In a study published by Wan et al [74], where 8396 consecutive patients with breast cancer after surgery were included, no survival benefit was shown in carriers with BRCA1 and BRCA2 who underwent BCT compared with those who underwent mastectomy with or without radiotherapy. However, only 73 carriers with the BRCA1 pathogenic variant and 106 with the BRCA2 pathogenic variant who underwent BCT, and 104 carriers with the BRCA1 pathogenic variant and 198 with the BRCA2 pathogenic variant who underwent mastectomy were included in the study, with a relatively short follow-up period of 7.5 years. As the study is retrospective with a relatively small patient number in the subgroups, caution should be exercised while estimating the study’s results and thus, further prospective research with a larger study population is needed.

The main limitation of our study is that it is a computer simulation and it can misrepresent reality. Nevertheless, our model could prove to be a valuable decision support tool and we plan to validate our model on the target patient population.
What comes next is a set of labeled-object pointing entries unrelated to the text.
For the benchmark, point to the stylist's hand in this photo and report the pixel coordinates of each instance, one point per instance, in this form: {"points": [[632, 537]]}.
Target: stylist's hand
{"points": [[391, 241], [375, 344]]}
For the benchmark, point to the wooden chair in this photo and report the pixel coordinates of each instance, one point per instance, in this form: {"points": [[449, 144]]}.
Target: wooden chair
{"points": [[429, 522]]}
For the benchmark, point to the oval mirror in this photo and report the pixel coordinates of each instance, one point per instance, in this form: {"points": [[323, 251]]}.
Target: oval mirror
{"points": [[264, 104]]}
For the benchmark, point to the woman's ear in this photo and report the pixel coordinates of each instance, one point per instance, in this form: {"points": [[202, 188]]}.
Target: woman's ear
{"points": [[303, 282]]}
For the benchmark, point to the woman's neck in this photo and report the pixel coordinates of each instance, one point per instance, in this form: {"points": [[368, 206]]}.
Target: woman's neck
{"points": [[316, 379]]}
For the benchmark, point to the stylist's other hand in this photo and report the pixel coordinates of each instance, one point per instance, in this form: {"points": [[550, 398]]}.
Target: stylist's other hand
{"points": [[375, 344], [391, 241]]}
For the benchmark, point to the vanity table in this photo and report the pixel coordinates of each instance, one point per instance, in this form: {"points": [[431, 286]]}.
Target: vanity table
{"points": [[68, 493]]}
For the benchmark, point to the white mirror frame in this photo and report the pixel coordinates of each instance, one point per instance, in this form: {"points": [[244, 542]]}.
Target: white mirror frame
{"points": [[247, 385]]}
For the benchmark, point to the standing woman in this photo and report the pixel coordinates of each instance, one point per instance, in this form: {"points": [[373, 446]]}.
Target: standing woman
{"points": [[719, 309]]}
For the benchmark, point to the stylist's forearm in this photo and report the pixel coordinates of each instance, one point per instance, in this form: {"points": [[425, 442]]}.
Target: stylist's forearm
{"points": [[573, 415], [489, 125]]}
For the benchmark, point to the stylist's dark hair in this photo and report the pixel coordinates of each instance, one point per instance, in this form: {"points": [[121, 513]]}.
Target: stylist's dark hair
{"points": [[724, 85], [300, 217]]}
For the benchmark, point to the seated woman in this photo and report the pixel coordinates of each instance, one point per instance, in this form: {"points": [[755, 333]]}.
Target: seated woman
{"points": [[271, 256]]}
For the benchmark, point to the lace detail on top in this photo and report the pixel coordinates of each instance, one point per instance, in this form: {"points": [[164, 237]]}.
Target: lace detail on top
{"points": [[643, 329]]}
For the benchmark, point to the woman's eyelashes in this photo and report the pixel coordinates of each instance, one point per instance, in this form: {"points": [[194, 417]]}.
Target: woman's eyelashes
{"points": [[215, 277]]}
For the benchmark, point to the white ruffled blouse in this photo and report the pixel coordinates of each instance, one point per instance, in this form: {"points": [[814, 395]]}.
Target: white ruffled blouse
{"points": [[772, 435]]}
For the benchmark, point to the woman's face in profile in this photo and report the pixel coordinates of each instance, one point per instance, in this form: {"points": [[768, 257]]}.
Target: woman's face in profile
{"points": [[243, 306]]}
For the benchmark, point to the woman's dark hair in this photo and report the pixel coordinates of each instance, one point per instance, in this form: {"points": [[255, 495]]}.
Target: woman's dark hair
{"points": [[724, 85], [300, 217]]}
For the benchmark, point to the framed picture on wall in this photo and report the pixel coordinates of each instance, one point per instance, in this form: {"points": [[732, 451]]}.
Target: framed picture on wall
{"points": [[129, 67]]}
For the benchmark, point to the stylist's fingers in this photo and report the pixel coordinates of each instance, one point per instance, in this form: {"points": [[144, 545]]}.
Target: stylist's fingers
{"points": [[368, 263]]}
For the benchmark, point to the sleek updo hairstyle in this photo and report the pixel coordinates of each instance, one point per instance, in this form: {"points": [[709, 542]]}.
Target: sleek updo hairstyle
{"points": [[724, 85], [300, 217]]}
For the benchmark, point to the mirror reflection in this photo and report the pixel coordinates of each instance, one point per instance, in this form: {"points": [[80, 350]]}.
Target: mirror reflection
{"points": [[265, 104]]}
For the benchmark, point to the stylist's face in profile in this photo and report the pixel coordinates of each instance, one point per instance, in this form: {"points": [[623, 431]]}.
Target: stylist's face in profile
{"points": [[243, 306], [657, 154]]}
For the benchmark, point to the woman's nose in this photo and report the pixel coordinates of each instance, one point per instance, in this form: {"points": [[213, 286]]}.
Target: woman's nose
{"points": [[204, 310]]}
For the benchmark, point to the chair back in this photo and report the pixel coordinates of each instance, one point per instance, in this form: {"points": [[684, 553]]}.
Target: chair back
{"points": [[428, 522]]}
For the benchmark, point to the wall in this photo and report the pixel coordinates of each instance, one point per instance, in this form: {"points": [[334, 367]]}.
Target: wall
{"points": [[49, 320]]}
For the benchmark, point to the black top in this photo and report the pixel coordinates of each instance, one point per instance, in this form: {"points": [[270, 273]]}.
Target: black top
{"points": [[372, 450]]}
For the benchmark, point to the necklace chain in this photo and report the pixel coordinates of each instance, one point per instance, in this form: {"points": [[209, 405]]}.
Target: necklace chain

Risk modifiers assume adjusted risk estimates, and therefore they are additive, and some evidence is thin and dated in some of the included estimates. We assumed independence of risk factors where it was not possible to model any interaction, and this is a limitation. Nonetheless, the final validation shows concurrent results, supporting our model.

At present, no personalized guidelines are available for the prophylactic management of second primary breast cancer in patients with the BRCA1 and BRCA2 pathogenic variants with unilateral breast cancer who underwent BCT as a primary procedure. Our study showed that it is mandatory to consider the complex interplay between the type of BRCA1 and BRCA2 pathogenic variants, age at primary breast cancer diagnosis, breast cancer subtype and stage, and systemic treatment received. As no prospective study results are available, our simulation model could facilitate the conversation between the health care provider and patient and help to weigh all the options for risk-reducing strategies, thus leading to a more balanced decision. However, we plan to expand and update our model by including more variables from new evidence-based research and develop a computer-based clinical decision tool.